Snow! But just a little. A dusting. No one ever looks at the dust on the tabletop and thinks “a minor snowfall,” but when large white flakes cover everything just a bit, it’s a Dusting. Good Lord, if your house looked like that, you’d think you were sloughing off skin cells by the pound. Also: when you remove the dust, it’s doing the dusting. When the snow falls lighting, it’s A dusting. When you remove the snow from the steps, you dust them off.

I need to get out of here

Never felt that so keenly as today, and it wasn’t that bad. Low twenties. But I got that strange helpless fatalism: you won’t get out. Oh, you may leave for a while, but it’s like nailing Mr. Fantastic’s feet to the floor. YOU’LL BE BACK. Or Elasta-girl, if you wish. Or Plastic Man, who was the second stretchy guy, after the short-lived . . . what was it, Plexo? Plex? Flexo.

Fun fact about the creator of Plastic Man, Jack Cole - he grew up in PA, and “at age 17, he bicycled solo cross-country to Los Angeles, California and back.”

Your first thought might be “he probably came from a really large family, which didn’t miss him for a while.” Well, third of six kids.
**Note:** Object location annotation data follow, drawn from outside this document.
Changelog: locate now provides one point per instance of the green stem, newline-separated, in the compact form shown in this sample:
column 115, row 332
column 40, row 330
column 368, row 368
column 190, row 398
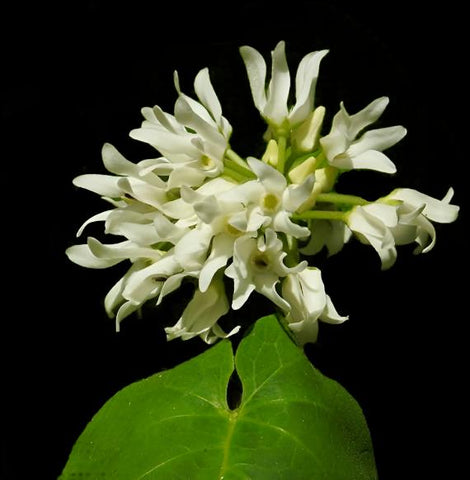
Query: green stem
column 281, row 159
column 341, row 198
column 234, row 175
column 235, row 164
column 319, row 215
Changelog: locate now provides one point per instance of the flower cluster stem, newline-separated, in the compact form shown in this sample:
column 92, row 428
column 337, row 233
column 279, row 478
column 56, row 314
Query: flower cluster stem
column 281, row 159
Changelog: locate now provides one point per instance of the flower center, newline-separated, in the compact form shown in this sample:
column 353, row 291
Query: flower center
column 270, row 201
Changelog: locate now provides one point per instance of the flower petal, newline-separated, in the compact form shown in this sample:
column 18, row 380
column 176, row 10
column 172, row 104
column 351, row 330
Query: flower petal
column 104, row 185
column 221, row 251
column 379, row 139
column 256, row 71
column 278, row 88
column 305, row 83
column 201, row 313
column 367, row 116
column 436, row 210
column 81, row 255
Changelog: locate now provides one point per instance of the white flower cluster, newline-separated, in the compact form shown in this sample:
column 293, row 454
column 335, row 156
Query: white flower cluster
column 199, row 211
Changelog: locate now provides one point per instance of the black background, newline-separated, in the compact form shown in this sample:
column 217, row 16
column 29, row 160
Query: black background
column 76, row 75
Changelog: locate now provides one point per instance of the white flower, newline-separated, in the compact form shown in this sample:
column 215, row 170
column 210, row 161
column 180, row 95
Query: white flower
column 258, row 266
column 277, row 201
column 305, row 293
column 273, row 102
column 343, row 150
column 332, row 234
column 201, row 315
column 372, row 225
column 193, row 141
column 415, row 213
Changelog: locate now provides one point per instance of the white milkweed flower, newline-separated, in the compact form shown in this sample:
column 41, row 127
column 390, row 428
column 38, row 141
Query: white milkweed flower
column 416, row 212
column 273, row 102
column 309, row 303
column 276, row 200
column 372, row 224
column 345, row 151
column 201, row 314
column 198, row 212
column 193, row 141
column 258, row 266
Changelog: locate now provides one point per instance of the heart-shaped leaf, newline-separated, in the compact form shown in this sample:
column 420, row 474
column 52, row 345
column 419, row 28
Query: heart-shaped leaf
column 292, row 422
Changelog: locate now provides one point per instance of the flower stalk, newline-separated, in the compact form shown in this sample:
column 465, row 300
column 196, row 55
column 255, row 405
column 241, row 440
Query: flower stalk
column 200, row 213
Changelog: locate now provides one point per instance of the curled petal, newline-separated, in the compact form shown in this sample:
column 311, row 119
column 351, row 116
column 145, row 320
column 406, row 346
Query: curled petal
column 278, row 88
column 440, row 211
column 105, row 185
column 201, row 313
column 256, row 70
column 369, row 160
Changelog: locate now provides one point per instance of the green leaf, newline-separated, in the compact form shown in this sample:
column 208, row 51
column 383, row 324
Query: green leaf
column 292, row 422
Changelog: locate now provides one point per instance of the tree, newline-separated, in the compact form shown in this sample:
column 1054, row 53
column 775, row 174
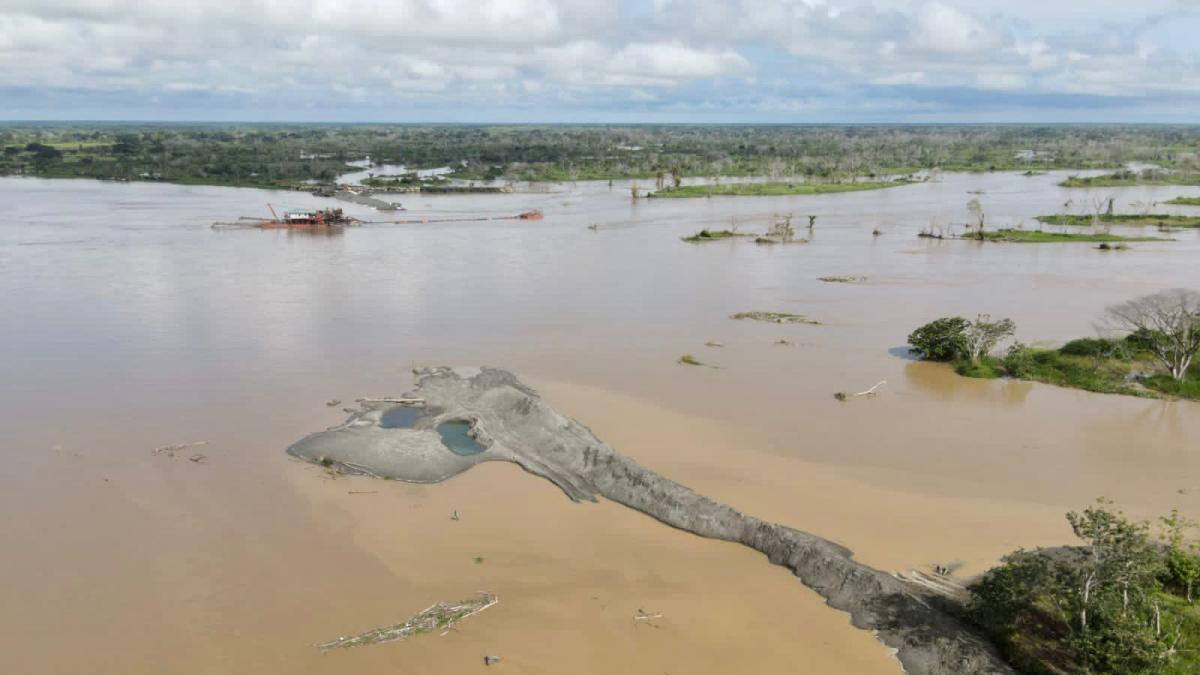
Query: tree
column 1167, row 324
column 1182, row 556
column 983, row 334
column 941, row 340
column 976, row 209
column 1093, row 608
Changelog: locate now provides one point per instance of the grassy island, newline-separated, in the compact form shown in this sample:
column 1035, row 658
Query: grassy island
column 771, row 189
column 1132, row 178
column 714, row 236
column 1041, row 237
column 1155, row 359
column 1159, row 220
column 1185, row 202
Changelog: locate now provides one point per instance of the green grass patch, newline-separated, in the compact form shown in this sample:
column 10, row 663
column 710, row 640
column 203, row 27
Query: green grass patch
column 713, row 236
column 774, row 317
column 985, row 369
column 1039, row 237
column 1097, row 365
column 1128, row 179
column 772, row 189
column 1185, row 202
column 1159, row 220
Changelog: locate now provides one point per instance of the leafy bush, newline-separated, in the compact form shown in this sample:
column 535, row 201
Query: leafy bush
column 982, row 370
column 1018, row 362
column 1099, row 607
column 1099, row 347
column 941, row 340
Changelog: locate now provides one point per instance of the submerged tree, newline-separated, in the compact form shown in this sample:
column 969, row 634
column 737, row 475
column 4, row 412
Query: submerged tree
column 941, row 340
column 983, row 334
column 1098, row 607
column 1165, row 323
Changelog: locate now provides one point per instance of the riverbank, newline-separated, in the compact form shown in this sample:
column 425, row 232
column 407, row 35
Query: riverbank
column 771, row 189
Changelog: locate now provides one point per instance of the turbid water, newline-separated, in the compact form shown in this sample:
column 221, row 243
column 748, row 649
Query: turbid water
column 130, row 324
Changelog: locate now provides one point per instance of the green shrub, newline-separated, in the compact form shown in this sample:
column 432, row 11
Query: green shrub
column 1098, row 347
column 1018, row 362
column 984, row 369
column 941, row 340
He got into comics and drew the Spirit while Eisner was away at war, and was tasked with creating a copy - Midnight, which was horrible.

Midnight, the alter ego of radio announcer Dave Clark, wore a similar fedora hat and domino mask, and partnered with a talking monkey—questionably in place of the Spirit's young African-American sidekick, Ebony White.

Yeeeah. As if Ebony White wasn’t questionable enough. Dave Clark, eh? The Spirit was Denny Colt. D, C. His career survived and flourished - he had a daily strip, and was doing cartoons for Playboy. At the age of 43 he shot himself. He sent a suicide note to his wife, and Hugh Hefner.

Flexo, by the way, was a robot. He was made of rubber and fought crime.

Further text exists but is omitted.